Are there any purdy xl pip diehards left in this world?


----------



## Workaholic (Feb 3, 2007)

MakDeco said:


> I use Purdy, Woosters or even Corona's I think they all make good brushes and will buy in bulk which ever seems to have a good deal going when I need brushes.


I too buy in bulk


Joewho said:


> Are there any purdy xl pip diehards left in this world?


I just recently started using xl pips, i really like them. Before that i was always into xl swans. 
Was just using a 3 1/2" pip today while running crown. :thumbsup:


----------



## MakDeco (Jan 17, 2007)

I have always used the dales or glides, sorry no pips


----------



## Richard (May 21, 2006)

Purdy--3 1/2" pro extra glide is my bestest bud :thumbsup:


----------



## Joewho (Sep 20, 2006)

MakDeco said:


> I have always used the dales or glides, sorry no pips


The pip is a round shoulder 3 in., looks just like the others except it's a lot fatter. Holds a ton of paint, but still cuts as good as the others. The bristles are really long but just right for springyness.

Made for enamels.


----------



## hangit (Aug 24, 2006)

i mostly hang paper. on the rare occasion i do a little painting i use purdy's. the painter i use says he recently switched to corona's and loves them.:clap:


----------



## PlainPainter (Dec 29, 2004)

I find Dales so superior for cutting - you can get in all sorts of nooks and crannies. Try cutting the wall paint above a chair rail with your pip or glide. I use to use glides - but now only for exterior. They came in more handy when I use to paint trim last - I'd cut along the ceiling and slosh the paint around all the trim. Now since I am real careful cutting in wall paint - I prefer Dales - XL's just glop way to much paint for interior applications. I only like 'em now when I go around and slop on all the trim enamel prior to commencing wall work.

-plainpainter


----------



## JNLP (Oct 21, 2006)

Wooster Ultra/Pro Firm Lindbeck Angle Sash Brush. :thumbup:


----------



## Joewho (Sep 20, 2006)

PlainPainter said:


> I find Dales so superior for cutting - you can get in all sorts of nooks and crannies. Try cutting the wall paint above a chair rail with your pip or glide. I use to use glides - but now only for exterior. They came in more handy when I use to paint trim last - I'd cut along the ceiling and slosh the paint around all the trim. Now since I am real careful cutting in wall paint - I prefer Dales - XL's just glop way to much paint for interior applications. I only like 'em now when I go around and slop on all the trim enamel prior to commencing wall work.
> 
> -plainpainter


You're right, I use a purdy blue bristle for fine cutting. Never read the handle to find out what it is though. But, in my hands the pip is far from a glopping brush. Use it most of the time. If I have to start fussing with it for fine cutting, I switch to the blue bristle.

Heck, when I was learning all the pros had the pips and I was jealous.
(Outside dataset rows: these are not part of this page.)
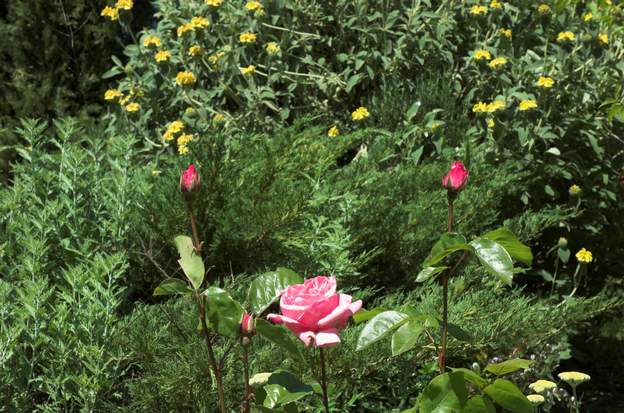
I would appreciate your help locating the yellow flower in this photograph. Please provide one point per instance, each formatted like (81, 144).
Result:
(247, 37)
(565, 36)
(574, 190)
(200, 22)
(574, 378)
(543, 8)
(195, 50)
(546, 82)
(505, 32)
(112, 94)
(110, 12)
(162, 56)
(273, 48)
(132, 107)
(541, 386)
(499, 61)
(527, 104)
(604, 38)
(476, 10)
(185, 78)
(253, 5)
(249, 70)
(360, 113)
(482, 54)
(584, 256)
(187, 27)
(536, 399)
(151, 40)
(124, 4)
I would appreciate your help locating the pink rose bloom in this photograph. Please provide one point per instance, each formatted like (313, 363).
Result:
(456, 178)
(314, 312)
(189, 181)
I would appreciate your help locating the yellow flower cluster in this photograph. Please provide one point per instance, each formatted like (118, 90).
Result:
(112, 94)
(273, 48)
(565, 36)
(546, 82)
(173, 128)
(543, 8)
(527, 104)
(496, 63)
(247, 37)
(195, 50)
(151, 40)
(360, 113)
(481, 54)
(482, 107)
(185, 78)
(249, 70)
(505, 32)
(476, 10)
(162, 56)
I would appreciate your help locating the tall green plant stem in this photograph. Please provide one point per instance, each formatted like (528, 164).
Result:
(324, 381)
(201, 306)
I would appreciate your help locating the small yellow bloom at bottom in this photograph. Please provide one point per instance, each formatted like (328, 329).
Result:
(527, 105)
(584, 256)
(132, 107)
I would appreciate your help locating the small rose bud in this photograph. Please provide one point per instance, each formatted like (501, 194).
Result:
(456, 178)
(190, 181)
(248, 325)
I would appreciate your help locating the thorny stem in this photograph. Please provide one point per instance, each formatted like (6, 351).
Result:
(324, 381)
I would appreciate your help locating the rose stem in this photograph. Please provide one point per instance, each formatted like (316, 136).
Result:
(202, 318)
(324, 381)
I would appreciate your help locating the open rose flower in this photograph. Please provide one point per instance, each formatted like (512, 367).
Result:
(315, 312)
(456, 178)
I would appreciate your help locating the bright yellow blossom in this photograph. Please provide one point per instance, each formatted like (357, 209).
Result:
(543, 8)
(527, 105)
(273, 48)
(162, 56)
(110, 12)
(249, 70)
(499, 61)
(185, 78)
(195, 50)
(112, 94)
(132, 107)
(247, 37)
(482, 54)
(360, 113)
(505, 32)
(604, 38)
(476, 10)
(546, 82)
(124, 4)
(565, 36)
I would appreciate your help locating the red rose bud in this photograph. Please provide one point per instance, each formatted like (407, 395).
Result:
(189, 181)
(456, 178)
(248, 325)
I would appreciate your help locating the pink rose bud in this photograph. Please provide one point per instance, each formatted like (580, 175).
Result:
(314, 312)
(456, 178)
(248, 325)
(190, 181)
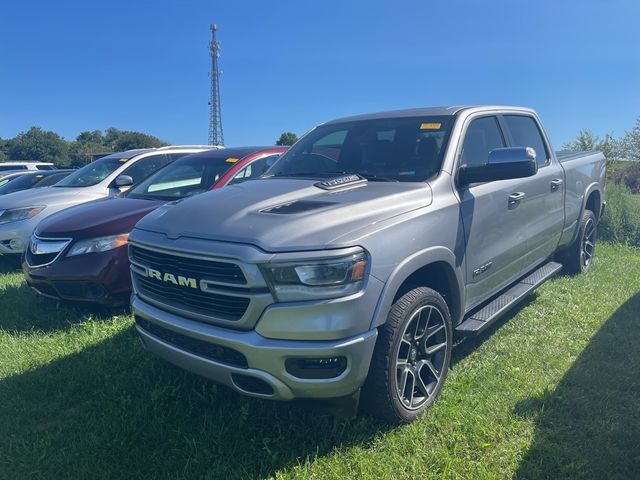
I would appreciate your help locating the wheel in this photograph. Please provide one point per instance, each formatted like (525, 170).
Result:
(411, 358)
(579, 257)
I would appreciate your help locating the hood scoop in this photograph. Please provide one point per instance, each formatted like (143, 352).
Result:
(300, 206)
(350, 180)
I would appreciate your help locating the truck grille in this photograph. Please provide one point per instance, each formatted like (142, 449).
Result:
(222, 272)
(185, 297)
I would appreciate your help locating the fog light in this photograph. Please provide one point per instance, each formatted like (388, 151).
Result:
(327, 367)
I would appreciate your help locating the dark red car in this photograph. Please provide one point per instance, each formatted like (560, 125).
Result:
(81, 253)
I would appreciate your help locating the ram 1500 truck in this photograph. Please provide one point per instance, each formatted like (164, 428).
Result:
(347, 270)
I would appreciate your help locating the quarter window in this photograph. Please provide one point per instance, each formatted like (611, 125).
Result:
(525, 133)
(483, 135)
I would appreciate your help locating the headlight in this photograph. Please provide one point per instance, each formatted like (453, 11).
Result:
(99, 244)
(317, 279)
(15, 214)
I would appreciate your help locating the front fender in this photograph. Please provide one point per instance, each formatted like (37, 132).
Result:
(412, 264)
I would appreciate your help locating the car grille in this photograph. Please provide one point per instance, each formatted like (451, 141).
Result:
(192, 300)
(222, 272)
(208, 350)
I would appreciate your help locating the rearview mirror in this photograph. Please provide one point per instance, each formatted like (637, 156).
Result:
(503, 164)
(122, 181)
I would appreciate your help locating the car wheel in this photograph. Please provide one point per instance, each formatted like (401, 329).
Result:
(579, 257)
(411, 358)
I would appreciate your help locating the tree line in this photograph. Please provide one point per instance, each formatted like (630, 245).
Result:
(47, 146)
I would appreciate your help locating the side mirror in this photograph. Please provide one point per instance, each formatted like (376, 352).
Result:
(123, 181)
(503, 164)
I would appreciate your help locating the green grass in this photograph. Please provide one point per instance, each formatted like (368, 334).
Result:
(551, 392)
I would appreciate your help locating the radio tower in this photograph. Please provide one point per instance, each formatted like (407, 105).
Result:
(215, 117)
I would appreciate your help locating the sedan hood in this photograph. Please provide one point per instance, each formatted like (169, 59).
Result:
(284, 214)
(109, 216)
(44, 196)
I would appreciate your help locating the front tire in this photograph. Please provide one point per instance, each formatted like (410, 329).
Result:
(411, 359)
(579, 257)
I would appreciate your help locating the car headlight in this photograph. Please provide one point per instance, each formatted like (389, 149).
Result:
(317, 279)
(99, 244)
(16, 214)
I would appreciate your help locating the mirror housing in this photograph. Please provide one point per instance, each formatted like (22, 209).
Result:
(503, 164)
(123, 181)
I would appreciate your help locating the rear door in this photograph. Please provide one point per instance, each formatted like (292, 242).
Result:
(493, 224)
(544, 203)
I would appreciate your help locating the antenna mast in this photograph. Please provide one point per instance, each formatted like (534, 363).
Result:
(215, 116)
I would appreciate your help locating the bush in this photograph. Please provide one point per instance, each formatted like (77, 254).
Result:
(621, 220)
(629, 176)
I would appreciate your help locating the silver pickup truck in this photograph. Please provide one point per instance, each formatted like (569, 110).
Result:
(348, 270)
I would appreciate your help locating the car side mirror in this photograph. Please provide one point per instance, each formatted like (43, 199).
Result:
(503, 164)
(123, 181)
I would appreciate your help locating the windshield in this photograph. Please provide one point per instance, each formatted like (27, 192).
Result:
(20, 183)
(393, 149)
(93, 173)
(183, 178)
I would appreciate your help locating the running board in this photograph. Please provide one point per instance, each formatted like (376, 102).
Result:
(484, 317)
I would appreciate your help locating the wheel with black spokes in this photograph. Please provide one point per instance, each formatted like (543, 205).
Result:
(411, 359)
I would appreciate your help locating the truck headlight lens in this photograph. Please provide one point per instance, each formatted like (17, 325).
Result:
(16, 214)
(99, 244)
(317, 279)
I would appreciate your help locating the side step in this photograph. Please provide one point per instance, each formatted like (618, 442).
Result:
(484, 317)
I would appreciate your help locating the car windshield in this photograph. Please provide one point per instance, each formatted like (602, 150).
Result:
(21, 182)
(185, 177)
(393, 149)
(93, 173)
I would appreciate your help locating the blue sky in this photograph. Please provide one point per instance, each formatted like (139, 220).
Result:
(70, 66)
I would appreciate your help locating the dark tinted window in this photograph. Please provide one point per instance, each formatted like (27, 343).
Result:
(482, 136)
(403, 149)
(525, 133)
(145, 167)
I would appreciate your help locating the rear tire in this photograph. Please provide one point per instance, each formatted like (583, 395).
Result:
(411, 358)
(579, 257)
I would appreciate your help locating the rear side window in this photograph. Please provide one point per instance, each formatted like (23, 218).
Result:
(483, 135)
(525, 133)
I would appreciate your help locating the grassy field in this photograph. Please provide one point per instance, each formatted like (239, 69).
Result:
(551, 392)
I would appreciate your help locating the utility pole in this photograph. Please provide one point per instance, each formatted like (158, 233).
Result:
(216, 136)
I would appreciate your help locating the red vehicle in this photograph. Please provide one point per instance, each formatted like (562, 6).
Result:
(81, 254)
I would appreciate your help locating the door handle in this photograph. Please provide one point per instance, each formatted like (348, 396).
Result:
(556, 183)
(515, 199)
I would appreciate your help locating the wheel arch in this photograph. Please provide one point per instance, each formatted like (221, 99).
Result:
(435, 268)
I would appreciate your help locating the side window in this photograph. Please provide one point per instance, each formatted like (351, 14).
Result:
(525, 133)
(483, 135)
(145, 167)
(254, 169)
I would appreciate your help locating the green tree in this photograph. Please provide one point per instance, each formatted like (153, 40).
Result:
(586, 140)
(287, 138)
(90, 136)
(81, 153)
(631, 143)
(40, 145)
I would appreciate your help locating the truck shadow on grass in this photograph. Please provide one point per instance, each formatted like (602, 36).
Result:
(114, 411)
(589, 426)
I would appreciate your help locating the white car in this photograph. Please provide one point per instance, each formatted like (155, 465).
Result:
(20, 212)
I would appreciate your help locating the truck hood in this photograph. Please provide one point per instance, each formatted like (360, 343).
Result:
(284, 214)
(46, 196)
(108, 216)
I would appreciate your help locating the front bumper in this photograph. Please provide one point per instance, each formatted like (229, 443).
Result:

Tried buying brushes that looked like theirs, but didn't find out about pips til later. Finally mastered that brush and there's no one around to be jealous of me now!


----------



## Workaholic (Feb 3, 2007)

Joewho said:


> You're right, I use a purdy blue bristle for fine cutting. Never read the handle to find out what it is though. But, in my hands the pip is far from a glopping brush. Use it most of the time. If I have to start fussing with it for fine cutting, I switch to the blue bristle.
> 
> Heck, when I was learning all the pros had the pips and I was jealous. Tried buying brushes that looked like theirs, but didn't find out about pips til later. Finally mastered that brush and there's no one around to be jealous of me now!


Like i said i just recently stumbled on to them and i think they are great. I really like the rounded furrel. The only problem with them is that they do not come in 4"s so i will still be using the swan. 
How i got started in them was, i told my partner to get a 3 1/2 out of my stock pile of xlswan's in the garage and forgotten all about it, and i was in his garage and found it a year later still unused and he told me he got it from me. So i gave him a 3 1/2 swan for it. Now i have a couple 3" pips as well. :thumbsup: 
As far as cutting in with an angle tool unless it is a tight space i use a flat brush.


----------



## PAINTWERKS (Jun 11, 2004)

2.5'' corona cortez is my brush of choice then the purdy pro glide.

Dan


----------



## frankcanpaint (Jul 26, 2006)

*best cutting brush*

my fave brush for inside cutting is the purdy dale angled sash-a guaranteed perfect line every time; thin enough and holds its shape so it can fit into some thin spaces. imo there is one follow up and that is a 3" wooster ultra/pro firm angled sash- this is a great brush also. :thumbup:


----------



## Paul_R (Jan 22, 2007)

Love my Purdy. Best brush made!


----------



## PlainPainter (Dec 29, 2004)

There must be two schools of painters when it comes to paint brushes - I was just looking online at the swans and pips - how the heck would you use those brushes? Aren't angles sashes much easier to cut with? I could only imagine using those brushes if I was painting trim before walls and wanted to hold the brush perpendicular to the trim - but even still most of the time just use an angles sash - I only use those flat ended brushes for painting exterior.

-plainpainter


----------



## slickshift (Jun 14, 2005)

Ma-ma-ma-my Corona


----------